Remember the Price of Freedom

Remember those who saved our freedom.

May 24, 2021


For many, Memorial Day isn’t given much thought; people are looking forward to a trip to the beach or a family get-together. But, everyone needs to step back and remember that a price has been paid, allowing them to enjoy their family outing.

From the start of what would become the United States of America, it seems almost every generation has had to face a war to pay for their right to be free. Someone had to step forward and put on the uniform of the United States, march off to war, and literally face hell on earth.

After each war, the cost has to be tallied up in destroyed lives and broken bodies. The lucky families got their family members back and tried to pick up from where they left off. Others have come back broken and had to adjust to a different way of life. The unlucky families have had no one come home, knowing that at all future family gatherings, there will be a chair that is always empty. Most of those families at least knew where their loved one was buried. Families of those missing in action will never know, their loved one’s whereabouts are unknown. 

Over the past couple of decades, DNA, the road map of human existence has been decoded to a level that allows for the identification of the dead. The use of DNA to identify U.S. military war dead has started to shrink the number of those missing in action. Even those lost in earlier wars, on battlefields scattered around the world, are being identified.

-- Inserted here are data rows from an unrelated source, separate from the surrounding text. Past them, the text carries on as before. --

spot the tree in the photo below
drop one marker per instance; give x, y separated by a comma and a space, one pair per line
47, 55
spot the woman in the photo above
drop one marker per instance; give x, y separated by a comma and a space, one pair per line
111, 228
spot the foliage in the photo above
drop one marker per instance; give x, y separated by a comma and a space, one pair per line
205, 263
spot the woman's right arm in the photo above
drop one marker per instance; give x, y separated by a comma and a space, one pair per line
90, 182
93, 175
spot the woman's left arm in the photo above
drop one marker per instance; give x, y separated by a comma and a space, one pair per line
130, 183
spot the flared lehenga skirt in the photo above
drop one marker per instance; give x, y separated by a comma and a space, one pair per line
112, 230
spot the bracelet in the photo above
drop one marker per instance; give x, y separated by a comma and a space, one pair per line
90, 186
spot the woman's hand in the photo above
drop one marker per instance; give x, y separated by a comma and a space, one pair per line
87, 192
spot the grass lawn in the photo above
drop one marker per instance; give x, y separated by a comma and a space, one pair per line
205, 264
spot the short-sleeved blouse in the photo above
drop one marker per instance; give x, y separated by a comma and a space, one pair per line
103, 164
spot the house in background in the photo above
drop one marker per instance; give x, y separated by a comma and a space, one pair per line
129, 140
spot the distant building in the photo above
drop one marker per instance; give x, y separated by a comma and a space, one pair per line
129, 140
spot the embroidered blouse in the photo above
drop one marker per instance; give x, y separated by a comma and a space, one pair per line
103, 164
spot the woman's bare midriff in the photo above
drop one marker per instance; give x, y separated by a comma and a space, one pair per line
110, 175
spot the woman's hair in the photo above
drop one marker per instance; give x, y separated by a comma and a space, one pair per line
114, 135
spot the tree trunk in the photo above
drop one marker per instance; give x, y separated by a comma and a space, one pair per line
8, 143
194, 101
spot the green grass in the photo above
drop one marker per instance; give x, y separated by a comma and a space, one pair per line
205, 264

Recently, my family was contacted for a DNA sample to verify the remains of a cousin that went missing during the Second World War Battle of the Bulge. U.S. Army TEC Sargent Robert Vernon Jeter, 83rd Armored Reconnaissance Battalion, was lost fighting the 2nd SS Panzer (tank) regiment in Manhay, Belgium on 26 December 1944.

This was about as far as the 2nd SS Panzer was able to advance in their drive to split the allied forces, by taking the port of Antwerp, Belgium. It was with grudging respect, the NAZIs referred to the combat demolition teams as those “Damn Engineers.” For their nasty little habit of blowing up one bridge after another, in some cases right out from under the 60-ton Tiger tanks, stopping the Germans from crossing the rivers. Fighting in some of the coldest weather on record, they bought the time needed for re-enforcements to arrive. Those additional troops, armor, and air support slammed into the German forces and relieved the isolated pockets of U.S. troops, pushing the German army into a full retreat, back into Germany.

If everything goes right, another soldier will finally get his name back, and get to come home. So this Memorial Day, remember those that have been lost and those who are still waiting to be found. When the phrase, “the price of freedom,” is used, it represents not only those lost, it also represents the families that are affected.